Feline Upper Respiratory Disease
Feline upper respiratory disease is a viral condition seen in cats of any age. The most common symptoms seen with the cat “flu” include sneezing, sinus congestion, and watery eyes. There is often a fever present, which results in the cat sleeping more and eating less. The disease normally runs its course in about 1-3 weeks time as long as there are no complications.
As is the case with influenza in man, each of us will express a slightly different degree of symptoms based on our unique makeup. For example, some cats will show very little ocular symptoms but may be terribly congested and sneeze a lot while others may show hardly any congestion at all. The fever may go up and down during the course of the disease and thus the behavior will do likewise. The immune system is primarily responsible for removing the virus and usually needs approximately 7-10 days to produce enough antibodies to overwhelm the invader unless secondary bacteria move in.
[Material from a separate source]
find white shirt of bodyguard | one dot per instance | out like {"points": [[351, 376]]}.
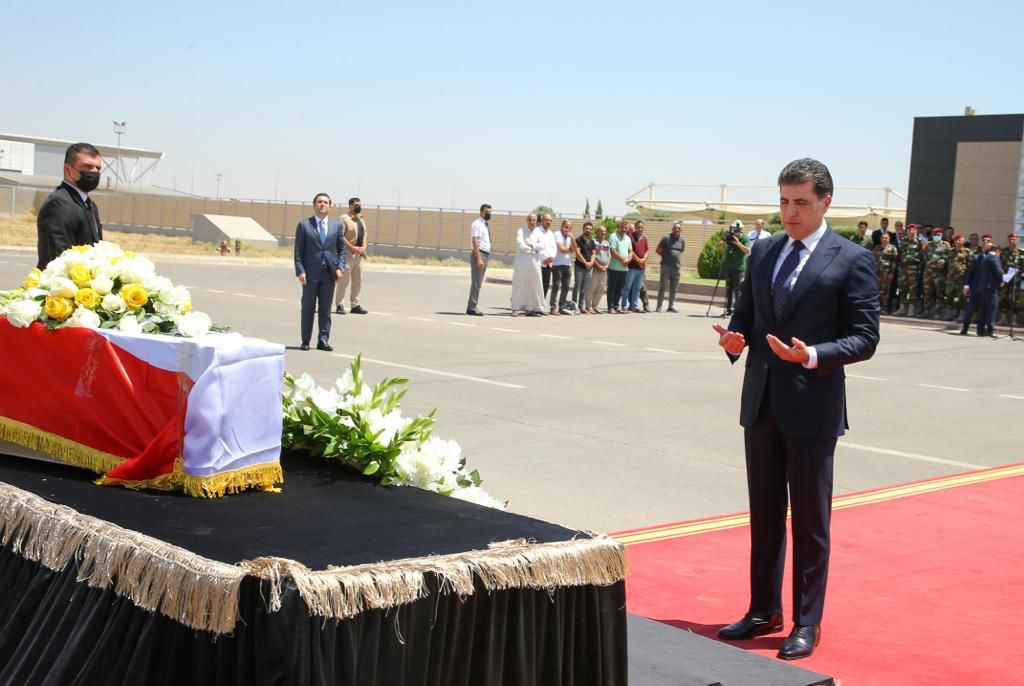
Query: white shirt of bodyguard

In this case additional symptoms may be seen such as pneumonia, vomiting and/or diarrhea.
The diagnosis is usually made in the exam room. A white blood cell count is very helpful to determine the impact of the virus as well as the presence of secondary bacteria. In the simplest of cases no specific treatment is recommended other than good nursing care and observation. In the more debilitated or complicated cases the use of antibiotics, vitamins, and more intensive supportive care are needed. Removing other physiological stress produces such, as exposure to cold weather, and parasites are appropriate.
The best means to avoid this disease, although not foolproof, is to vaccinate against it. The vaccine is relatively safe and very effective against the worst forms of the disease. Being old enough to remember a time before this vaccine was perfected, I saw many kittens suffer horrible ocular ulcers from the calici virus component. Experiences like this has made a believer out of me in the progress of science in veterinary medicine.